3. Bond protection strengthened on Ohio P3s – Public-Private Partnerships.

The funding of construction projects for public use through public-private partnerships (known as P3s) is increasing at all levels, including on federal and federally-funded projects. Typically, the public entity will provide the land and authorize the private entity to design, build and frequently operate the resulting public work. In trying to maximize the incentives for the participation of private investment in P3 projects, federal agencies, as well as state and local governments using federal funds to help finance construction, try to minimize government “red tape.” The zeal to reduce “red tape” and minimize costs has damaging consequences, however, when it eliminates traditional requirements related to public procurement, such as the statutory payment protections for work performed, provided by the federal Miller Act and state and local so-called “little Miller Acts,” enacted by all the states, including Ohio.

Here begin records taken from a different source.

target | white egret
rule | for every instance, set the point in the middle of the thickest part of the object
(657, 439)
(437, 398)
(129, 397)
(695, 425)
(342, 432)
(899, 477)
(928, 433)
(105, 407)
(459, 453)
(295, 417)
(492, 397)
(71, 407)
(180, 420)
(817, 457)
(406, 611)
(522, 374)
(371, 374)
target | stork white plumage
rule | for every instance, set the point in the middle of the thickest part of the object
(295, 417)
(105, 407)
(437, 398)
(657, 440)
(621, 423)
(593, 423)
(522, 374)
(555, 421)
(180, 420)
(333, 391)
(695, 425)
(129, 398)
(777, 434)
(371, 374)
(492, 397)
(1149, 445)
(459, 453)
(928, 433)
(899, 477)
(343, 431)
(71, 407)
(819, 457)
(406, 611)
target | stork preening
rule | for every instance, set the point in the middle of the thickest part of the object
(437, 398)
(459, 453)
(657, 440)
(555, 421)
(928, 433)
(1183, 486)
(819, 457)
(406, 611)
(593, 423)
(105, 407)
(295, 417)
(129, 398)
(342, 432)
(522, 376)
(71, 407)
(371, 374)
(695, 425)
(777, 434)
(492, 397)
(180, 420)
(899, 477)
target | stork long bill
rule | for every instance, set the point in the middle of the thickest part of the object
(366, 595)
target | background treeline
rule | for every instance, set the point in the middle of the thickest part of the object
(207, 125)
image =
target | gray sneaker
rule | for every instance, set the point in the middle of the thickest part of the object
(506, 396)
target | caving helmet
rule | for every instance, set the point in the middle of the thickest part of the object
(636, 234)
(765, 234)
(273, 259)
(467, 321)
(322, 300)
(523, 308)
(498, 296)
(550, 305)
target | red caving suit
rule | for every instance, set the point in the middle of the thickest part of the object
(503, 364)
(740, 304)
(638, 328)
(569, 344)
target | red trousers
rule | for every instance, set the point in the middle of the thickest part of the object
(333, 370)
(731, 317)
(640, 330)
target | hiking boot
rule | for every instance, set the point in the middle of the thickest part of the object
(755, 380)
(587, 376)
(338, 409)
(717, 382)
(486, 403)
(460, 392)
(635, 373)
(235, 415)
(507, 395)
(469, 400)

The Ohio General Assembly has authorized ODOT to enter into P3s with private entities after soliciting proposals. Fortunately, ODOT is statutorily obligated to require that the public-private agreement include a (1) contract performance bond and (2) payment bond pursuant to R.C. §5501.73(B). In 2015 that statute was clarified to require bonding of the entire “construction services” portion of any such P3 job.

Those providing labor or material to other P3 projects should not necessarily conclude that the work is protected by a payment bond in the usual public fashion. Further investigation is recommended on such projects if ODOT is not involved.